Merge Feature- for duplicate work orders already in the system, combine and keep both work order numbers. If not the same, then consider changing the lat/long by 100 feet so that the icons aren’t on top of one another. Just an idea- not required.

aarontitus commented 11 years ago

From v...@aarontitus.net on March 18, 2013 00:19:00 The duplicate detection engine should also work during the Import process (#133).

aarontitus commented 11 years ago

From v...@aarontitus.net on March 18, 2013 00:30:21 For ENTRY duplicate detection, I think there may be a lightweight pre-duplicate detection validation we could implement by applying the same AJAX we use in the map search feature (#63). For example, if I type, "Scot" in the name, address, city or phone number, then the following results may automatically appear under the entry. By selecting one of them, I would be taken directly to the "Edit" page: <Scott Smith, 123 Main Street, Union City NJ 01234> <Jim Jones, 476 Scotch Plains Ave, Rockaway, NY 12345> <Fria Lima, 9377 Home St, Scottsdale, CT 23905>

This would require that the map AJAX be loaded each time someone enters an assessment form. We may want to find a way to cache that once per session for the assessment form. But it seems like a quick way to minimize entry duplicates.

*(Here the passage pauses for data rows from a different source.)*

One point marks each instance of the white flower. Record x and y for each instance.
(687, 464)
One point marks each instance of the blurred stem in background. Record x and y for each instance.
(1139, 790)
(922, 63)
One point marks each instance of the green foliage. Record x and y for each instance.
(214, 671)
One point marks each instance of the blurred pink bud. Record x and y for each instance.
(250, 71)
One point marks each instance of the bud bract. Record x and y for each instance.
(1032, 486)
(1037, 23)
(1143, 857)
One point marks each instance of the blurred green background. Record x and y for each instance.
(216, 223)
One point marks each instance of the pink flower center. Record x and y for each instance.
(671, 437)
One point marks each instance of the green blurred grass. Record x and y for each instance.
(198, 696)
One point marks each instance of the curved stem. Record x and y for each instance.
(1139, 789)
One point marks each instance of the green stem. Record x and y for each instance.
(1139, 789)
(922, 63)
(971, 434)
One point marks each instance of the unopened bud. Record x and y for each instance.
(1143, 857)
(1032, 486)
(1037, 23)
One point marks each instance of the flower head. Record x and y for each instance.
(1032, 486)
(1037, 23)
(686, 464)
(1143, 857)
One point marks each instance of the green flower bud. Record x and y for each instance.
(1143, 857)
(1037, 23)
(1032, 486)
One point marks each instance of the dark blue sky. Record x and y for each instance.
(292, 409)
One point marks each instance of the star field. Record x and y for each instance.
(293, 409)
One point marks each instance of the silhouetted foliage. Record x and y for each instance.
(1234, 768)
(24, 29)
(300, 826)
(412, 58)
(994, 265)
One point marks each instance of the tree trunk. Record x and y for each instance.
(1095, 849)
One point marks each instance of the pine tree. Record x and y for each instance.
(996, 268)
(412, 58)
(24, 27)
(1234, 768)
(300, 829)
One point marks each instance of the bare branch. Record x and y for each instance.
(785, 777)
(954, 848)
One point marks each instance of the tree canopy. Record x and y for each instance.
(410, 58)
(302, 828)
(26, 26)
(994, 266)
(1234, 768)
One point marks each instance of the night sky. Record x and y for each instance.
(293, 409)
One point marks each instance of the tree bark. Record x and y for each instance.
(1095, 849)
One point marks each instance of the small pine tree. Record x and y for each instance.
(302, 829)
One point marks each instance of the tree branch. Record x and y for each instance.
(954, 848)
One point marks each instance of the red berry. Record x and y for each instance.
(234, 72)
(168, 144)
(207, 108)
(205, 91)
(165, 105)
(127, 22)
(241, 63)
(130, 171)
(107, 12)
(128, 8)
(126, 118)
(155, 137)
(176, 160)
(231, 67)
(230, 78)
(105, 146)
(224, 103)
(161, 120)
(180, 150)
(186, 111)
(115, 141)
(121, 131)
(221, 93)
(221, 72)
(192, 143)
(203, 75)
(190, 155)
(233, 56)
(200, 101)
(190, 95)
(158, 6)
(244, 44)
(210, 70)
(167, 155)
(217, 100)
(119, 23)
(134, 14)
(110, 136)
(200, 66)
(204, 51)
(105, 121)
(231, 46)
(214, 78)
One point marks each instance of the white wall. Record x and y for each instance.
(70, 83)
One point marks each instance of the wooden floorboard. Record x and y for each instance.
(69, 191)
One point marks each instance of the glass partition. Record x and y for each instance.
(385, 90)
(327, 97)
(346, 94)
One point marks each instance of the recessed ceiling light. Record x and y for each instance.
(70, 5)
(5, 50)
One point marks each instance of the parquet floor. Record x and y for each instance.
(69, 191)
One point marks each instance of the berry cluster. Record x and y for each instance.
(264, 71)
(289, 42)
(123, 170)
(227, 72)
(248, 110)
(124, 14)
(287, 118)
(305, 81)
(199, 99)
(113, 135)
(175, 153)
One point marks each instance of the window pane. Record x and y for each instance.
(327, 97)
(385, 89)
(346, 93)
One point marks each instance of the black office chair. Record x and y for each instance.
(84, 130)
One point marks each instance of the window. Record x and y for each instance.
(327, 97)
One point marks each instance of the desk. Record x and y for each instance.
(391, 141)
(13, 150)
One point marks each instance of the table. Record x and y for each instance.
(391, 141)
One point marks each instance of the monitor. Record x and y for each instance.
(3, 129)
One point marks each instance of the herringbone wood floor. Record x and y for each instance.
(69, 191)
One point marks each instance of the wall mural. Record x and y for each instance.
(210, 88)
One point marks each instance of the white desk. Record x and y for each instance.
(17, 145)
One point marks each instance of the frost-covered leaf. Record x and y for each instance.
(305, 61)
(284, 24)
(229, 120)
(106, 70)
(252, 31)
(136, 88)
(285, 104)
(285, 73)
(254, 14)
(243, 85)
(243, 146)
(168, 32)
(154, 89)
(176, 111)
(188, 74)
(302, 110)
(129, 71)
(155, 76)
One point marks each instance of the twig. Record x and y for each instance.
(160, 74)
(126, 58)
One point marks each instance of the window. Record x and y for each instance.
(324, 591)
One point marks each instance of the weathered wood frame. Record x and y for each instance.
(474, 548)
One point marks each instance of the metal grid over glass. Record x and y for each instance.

NOTE: This is NOT system-driven duplicate detection, and this process will not detect duplicates imported

aarontitus commented 11 years ago

From cpw...@gmail.com on March 18, 2013 16:52:55 Agreed - this is possible if the site data 'terms' used in the search autocomplete are made available on the form .

The search terms can cached to local storage in a cross-compatible-browser way and then queried as you suggest. I will try this.

aarontitus commented 11 years ago

From cpw...@gmail.com on March 18, 2013 23:12:19 A possible behaviour for #4 is now live on the testbed (v155).

(There is no caching to local storage - the map page doesn't do any itself - added as #219).

aarontitus commented 11 years ago

From cpw...@gmail.com on March 18, 2013 23:13:44 I say "possible" because I can think of a few different ways of doing this, but it's not obvious what would be best wrt UI - so see what you think.

aarontitus commented 11 years ago

From cpw...@gmail.com on March 19, 2013 15:40:58 Having played with #4 more, the behaviour of filling fields is annoying at best! It needs to get out of the way if the user isn't interested.

I will disable it and try to improve it.

aarontitus commented 11 years ago

From cpw...@gmail.com on March 19, 2013 17:51:25 Backend-powered duplicate detection is now live on the testbed (v156), using double metaphones [1], for the form only.

Try entering misspelled(ish) names and addresses, and also note the new "Ignore similar matches" checkbox

Not currently integrated with importing CSVs.

[1] http://en.wikipedia.org/wiki/Metaphone

aarontitus commented 11 years ago

From cpw...@gmail.com on March 19, 2013 17:53:56 Entry suggestions (#4) are temporarily disabled - split out to #220 to keep this one about the backend.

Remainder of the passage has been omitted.